Forums

Home / Forums

You need to log in to create posts and topics. Login · Register

Support for SSD Affinity in a mixed media pool

Great post from ceph-users about assigning primary affinity to SSDs.  Basically you build a pool that primarily is SSDs, while the 2nd and 3rd writes go to (SSD journaled or WAL'd) HDDs.  Reads always hit the SSDs.

(edit: adding illustration for clarity)

So you have in your pool 18 1TB SSD drives (spread across 3 hosts, with a RAID1 boot/OS volume, 6 SSDs each).  Then (for the 2nd and 3rd replicas that are "mostly write" except in the event of a primary SSD failure for rebuild) perhaps 3 hosts, that each have 6 2TB drives with two decent SSDs in RAID1 for OS+WAL/Rocksdb (to allow your writes to be ACK'd right away as if the array is all flash).

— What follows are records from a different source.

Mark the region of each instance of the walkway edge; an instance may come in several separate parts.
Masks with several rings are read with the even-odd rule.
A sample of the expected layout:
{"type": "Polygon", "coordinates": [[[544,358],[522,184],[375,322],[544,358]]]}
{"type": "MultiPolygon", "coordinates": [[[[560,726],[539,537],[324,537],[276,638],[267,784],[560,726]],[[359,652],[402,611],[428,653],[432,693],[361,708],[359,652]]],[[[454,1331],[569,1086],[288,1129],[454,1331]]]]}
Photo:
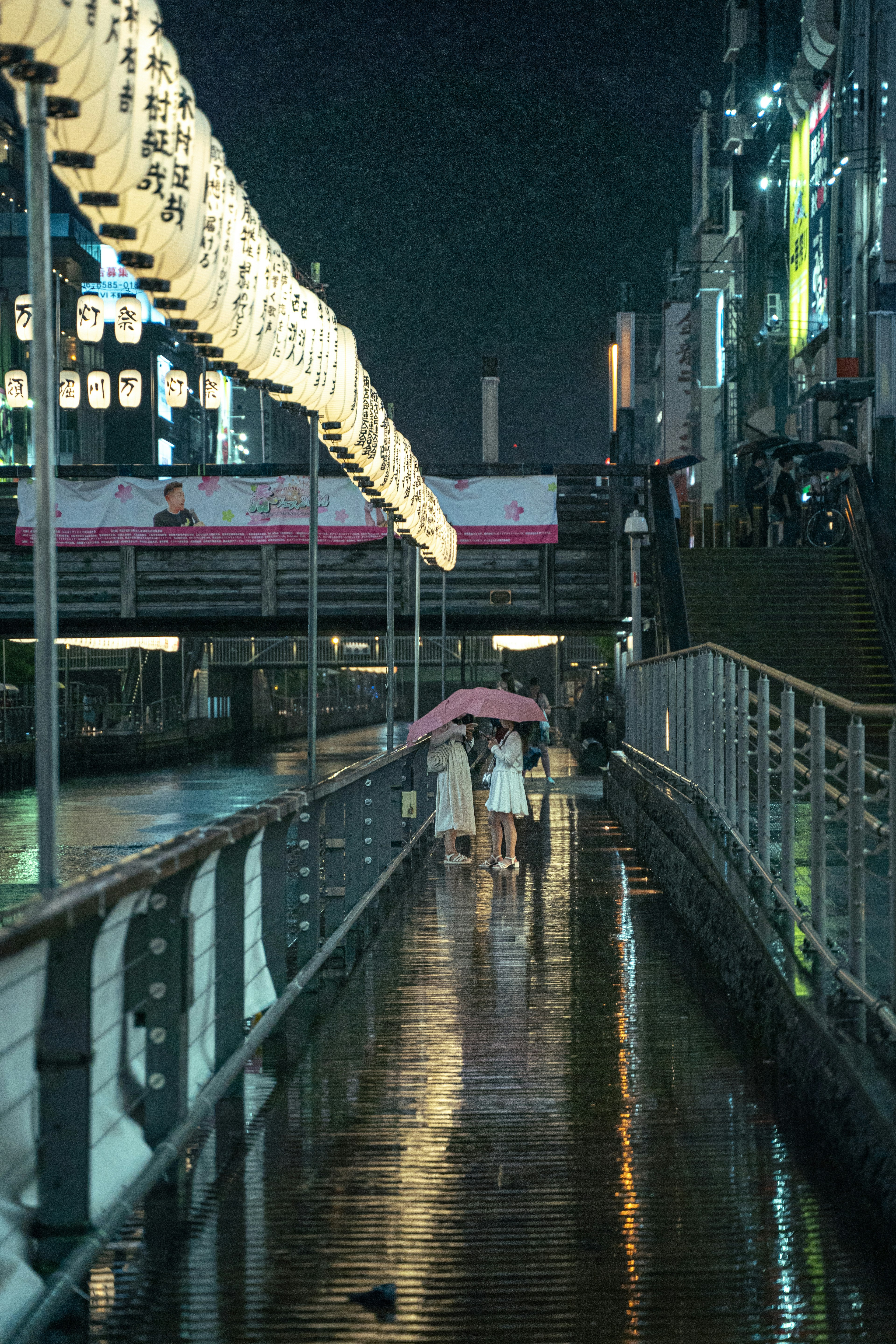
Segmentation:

You would get 18TB of flash storage for far less than half the cost than if you did the entire pool in SSD.  (And the added theoretical write durability HDDs bring for your 2nd and 3rd replicas).

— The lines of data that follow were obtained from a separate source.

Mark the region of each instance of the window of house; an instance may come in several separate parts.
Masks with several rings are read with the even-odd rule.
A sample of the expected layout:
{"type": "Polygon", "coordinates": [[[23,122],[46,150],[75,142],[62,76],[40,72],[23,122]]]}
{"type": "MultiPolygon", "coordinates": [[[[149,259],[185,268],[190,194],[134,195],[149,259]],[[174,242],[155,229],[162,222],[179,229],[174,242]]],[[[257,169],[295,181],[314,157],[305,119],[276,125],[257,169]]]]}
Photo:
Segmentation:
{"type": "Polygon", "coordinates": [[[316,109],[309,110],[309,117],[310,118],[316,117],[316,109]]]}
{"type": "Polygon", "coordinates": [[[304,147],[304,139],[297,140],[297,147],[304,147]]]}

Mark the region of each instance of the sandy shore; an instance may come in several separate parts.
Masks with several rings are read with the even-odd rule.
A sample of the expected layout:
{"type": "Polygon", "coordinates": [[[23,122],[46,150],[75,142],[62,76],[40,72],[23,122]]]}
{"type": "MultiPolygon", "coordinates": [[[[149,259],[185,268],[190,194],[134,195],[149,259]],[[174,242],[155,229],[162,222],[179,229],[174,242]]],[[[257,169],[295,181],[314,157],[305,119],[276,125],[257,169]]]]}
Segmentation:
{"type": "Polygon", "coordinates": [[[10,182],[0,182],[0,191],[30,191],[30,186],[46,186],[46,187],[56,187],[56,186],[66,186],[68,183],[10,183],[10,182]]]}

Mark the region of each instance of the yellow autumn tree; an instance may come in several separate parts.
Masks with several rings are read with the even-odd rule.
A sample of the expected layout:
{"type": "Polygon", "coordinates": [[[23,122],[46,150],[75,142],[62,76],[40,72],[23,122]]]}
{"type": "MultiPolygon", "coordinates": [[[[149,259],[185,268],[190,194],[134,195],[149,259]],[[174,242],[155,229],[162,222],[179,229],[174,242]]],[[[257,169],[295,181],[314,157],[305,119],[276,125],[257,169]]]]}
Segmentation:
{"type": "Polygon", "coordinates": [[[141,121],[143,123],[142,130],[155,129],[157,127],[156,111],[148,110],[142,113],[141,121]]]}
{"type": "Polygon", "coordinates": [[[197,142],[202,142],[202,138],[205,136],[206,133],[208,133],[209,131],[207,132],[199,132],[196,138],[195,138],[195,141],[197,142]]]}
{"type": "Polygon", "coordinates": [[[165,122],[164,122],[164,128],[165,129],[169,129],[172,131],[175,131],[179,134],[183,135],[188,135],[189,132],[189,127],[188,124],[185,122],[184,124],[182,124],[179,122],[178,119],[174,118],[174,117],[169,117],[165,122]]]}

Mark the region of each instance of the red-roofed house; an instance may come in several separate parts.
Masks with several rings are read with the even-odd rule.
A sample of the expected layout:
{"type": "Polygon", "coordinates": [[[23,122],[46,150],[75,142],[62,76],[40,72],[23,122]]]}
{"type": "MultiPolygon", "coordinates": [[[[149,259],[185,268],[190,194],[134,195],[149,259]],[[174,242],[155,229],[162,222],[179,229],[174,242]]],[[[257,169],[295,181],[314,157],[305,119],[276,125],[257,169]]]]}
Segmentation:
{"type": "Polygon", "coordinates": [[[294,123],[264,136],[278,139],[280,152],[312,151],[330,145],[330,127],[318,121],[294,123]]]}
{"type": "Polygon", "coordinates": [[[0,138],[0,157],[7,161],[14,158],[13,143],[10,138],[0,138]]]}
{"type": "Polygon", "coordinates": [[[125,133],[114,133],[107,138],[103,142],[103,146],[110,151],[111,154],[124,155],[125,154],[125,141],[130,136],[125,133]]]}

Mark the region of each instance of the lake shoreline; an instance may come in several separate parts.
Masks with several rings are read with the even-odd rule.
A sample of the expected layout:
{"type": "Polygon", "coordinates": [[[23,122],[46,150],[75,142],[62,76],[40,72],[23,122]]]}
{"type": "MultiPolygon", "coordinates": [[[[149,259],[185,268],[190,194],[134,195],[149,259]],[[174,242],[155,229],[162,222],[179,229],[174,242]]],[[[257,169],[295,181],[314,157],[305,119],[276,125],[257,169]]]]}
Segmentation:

This is different than cache tiering as all your data is on SSD (unless you lose an SSD then it will backfill from HDD).

Explained in this Ceph-users post: http://lists.ceph.com/pipermail/ceph-users-ceph.com/2017-June/018487.html

It would be fantastic to have this kind of functionality accessible in the PetaSAN GUI, especially since I'm assuming many peoples' use case here is vmware/other hypervisor storage.  This makes using SSDs almost affordable since you're really only paying for the SSDs once instead of 3x.

You'd still need to put an SSD or two in each HDD host for WAL/RocksDB but that's pretty insignificant cost wise.

Thanks for the suggestion, it does look interesting. It is not directly related to pool and crush map customization but is related so i will see if we can also add this.

It would be very nice indeed if we could have this in petasan.